すると、横で湿布を貼り替えていた僕は、遠い目をして呟いた 。
「いや……ごめん、シルヴィア。僕、その時の記憶がないんだ。というか、あの時はもう、完全に人の心を失ってたから……」
「…………」
僕のあまりにも虚無な告白に、シルヴィアも当時の「給紙機」としての日々を思い出したらしい 。
ふと見ると、彼女の瞳からもハイライトが消え、当時の僕と同じ「死んだ魚の目」に変わっていた 。

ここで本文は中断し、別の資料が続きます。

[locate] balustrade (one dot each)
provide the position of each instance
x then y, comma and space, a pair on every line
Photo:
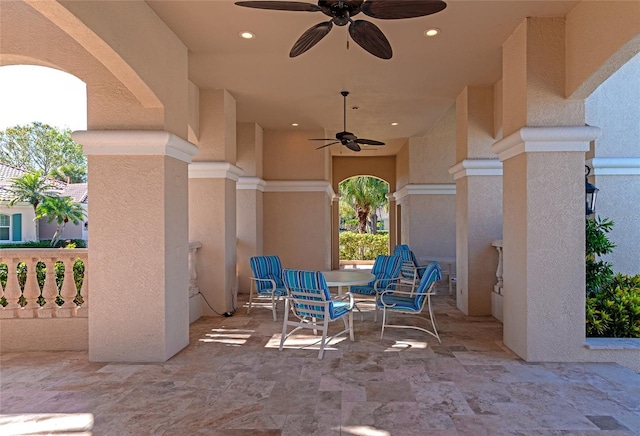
29, 283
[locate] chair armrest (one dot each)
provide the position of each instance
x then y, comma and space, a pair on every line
344, 297
273, 282
389, 282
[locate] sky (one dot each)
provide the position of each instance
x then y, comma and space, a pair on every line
30, 93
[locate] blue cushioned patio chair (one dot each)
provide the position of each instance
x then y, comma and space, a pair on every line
411, 272
267, 279
386, 270
309, 301
410, 303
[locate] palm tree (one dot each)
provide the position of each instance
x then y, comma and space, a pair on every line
62, 210
30, 187
364, 194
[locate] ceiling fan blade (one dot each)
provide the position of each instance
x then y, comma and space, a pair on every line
368, 36
326, 145
310, 38
396, 9
351, 145
281, 6
368, 141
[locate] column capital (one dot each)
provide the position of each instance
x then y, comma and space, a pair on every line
214, 170
134, 143
476, 167
425, 189
615, 166
251, 183
545, 139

「……そうね。私もあの時、自分が人間だったか怪しいわ……」
二人の主役が同時に「無」に帰るなか、ルネだけは止まらない 。
「何を言っているざんす! このお二人の寄り添い方こそが、カニ券への『信用』に直結するざんす! ほら、この画面手前の凸面鏡を見てほしいざんす!」
そこには、さらに驚くべきディテールが描き込まれていた 。
「あ、この鏡の中に映ってるの、リーゼだ」
「そうざんす! 鏡の中には、お二人が作ったカニ券を手に、意気揚々とケーキを買いに向かうリーゼ様が映っているざんす 。これはお二人の努力が、一足先に未来の幸福へと繋がっている証ざんす!」
「ルネ。あなたこういうところの書き方は本当に細かくてうまいわね。それなのになんで私は……」
シルヴィアは、リーゼとの扱いの違いに一言言いたいようだったが、当のルネはそんなお小言はどこ吹く風。次の絵画のディテールに意識が向いていた。

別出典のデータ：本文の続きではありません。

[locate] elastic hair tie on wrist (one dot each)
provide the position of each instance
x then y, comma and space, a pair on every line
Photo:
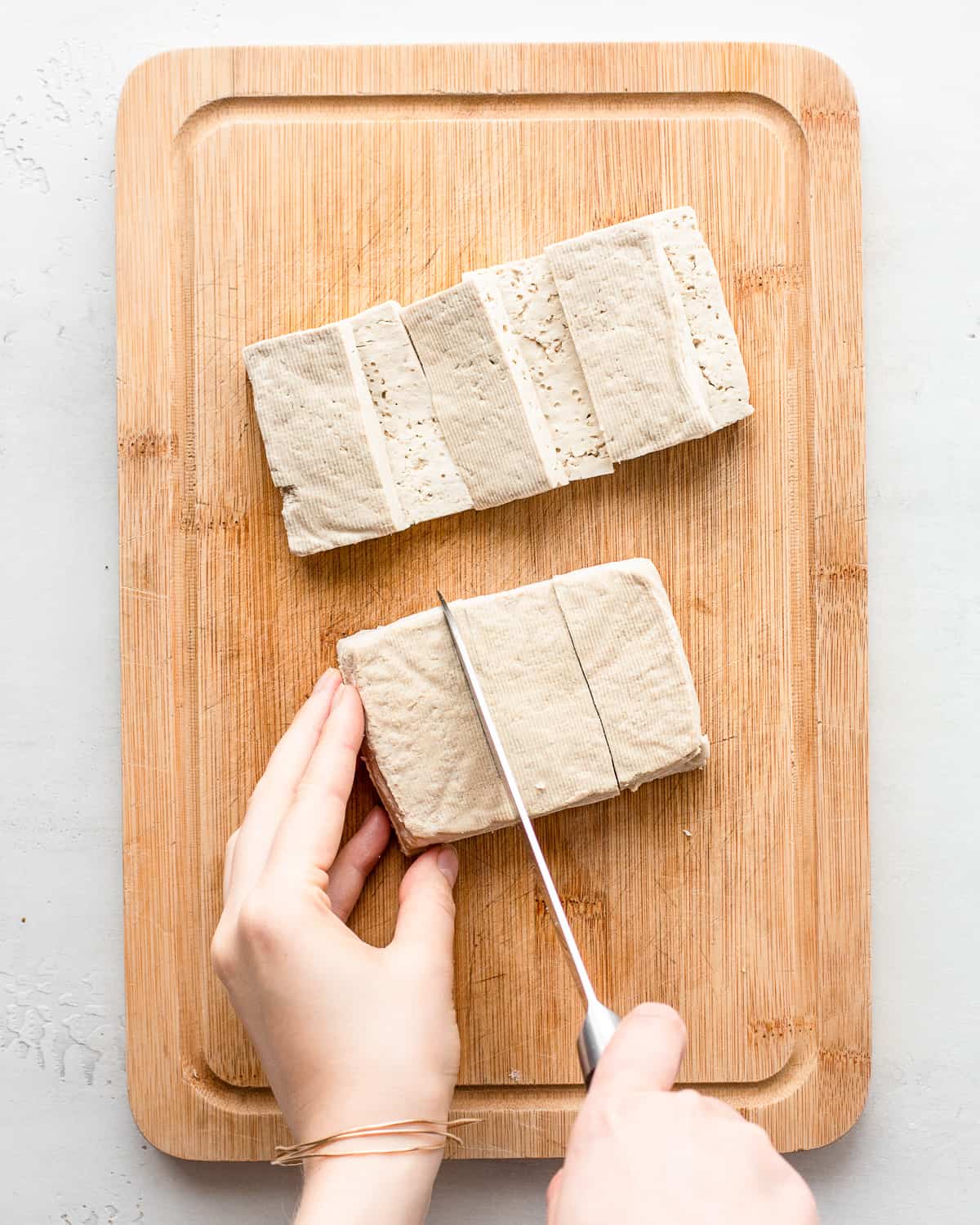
296, 1154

さらに画面奥の開かれた窓には、ハンスが老いた商人に『カニ券』のいろはを説いている姿まで細かく描かれている 。
「完璧です、ルネ君 。この窓の外で、私が迷える羊(商人)に知恵を授けている姿 。そして室内で睦まじく……失礼、真摯に業務に励む殿下方の姿 。これぞ、アルカディアが目指すべき『安心と信頼』のブランドイメージです」
「この絵画から安心、信頼を感じ取られるとはさすがハンス様ざんす」
いつの間にか現れたハンスが眼鏡をキラーンと光らせ、深く頷いた 。
「(……いや、ハンス。君も絶対これ面白がってるよね?)」
僕の意図しないところで、死んだ目で行った流れ作業が「仲睦まじい夫婦が新しい時代を切り拓く神話」として芸術的に美化され、王宮の歴史に刻まれていく 。

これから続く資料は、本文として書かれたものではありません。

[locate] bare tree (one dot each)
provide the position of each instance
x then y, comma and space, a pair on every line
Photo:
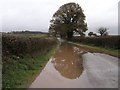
68, 19
103, 31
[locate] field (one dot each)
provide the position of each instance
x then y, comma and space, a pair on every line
23, 58
109, 44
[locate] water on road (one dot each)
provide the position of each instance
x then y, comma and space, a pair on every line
70, 67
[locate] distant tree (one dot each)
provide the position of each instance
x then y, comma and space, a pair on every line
90, 33
68, 19
103, 31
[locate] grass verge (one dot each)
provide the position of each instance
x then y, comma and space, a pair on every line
21, 73
92, 48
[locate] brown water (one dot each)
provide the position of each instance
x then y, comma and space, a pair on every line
63, 69
68, 61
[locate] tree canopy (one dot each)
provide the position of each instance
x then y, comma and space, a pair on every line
103, 31
67, 20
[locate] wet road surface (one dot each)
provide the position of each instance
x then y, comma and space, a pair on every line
70, 68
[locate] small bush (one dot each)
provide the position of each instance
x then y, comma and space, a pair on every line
105, 41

「……ねえ、ルネ。せめて僕のこの『虚無を抱えた瞳』、もう少しだけ生気を与えてくれないかな。これじゃ苦労してる旦那さんそのものだよ」
「何を言っているざんす! その『絶望を知る瞳』こそが、旧時代の重みを計り抜き、新しき紙の軽やかさを選んだ男の真実の輝きざんすー!!」
僕は遠い目をしながら、幸せそうに絵を眺めるリーゼの隣で、ただただ溜息をつくしかなかった 。
アルカディアの新しい通貨は、僕たちの人間性と引き換えに、今日も元気に流通していく 。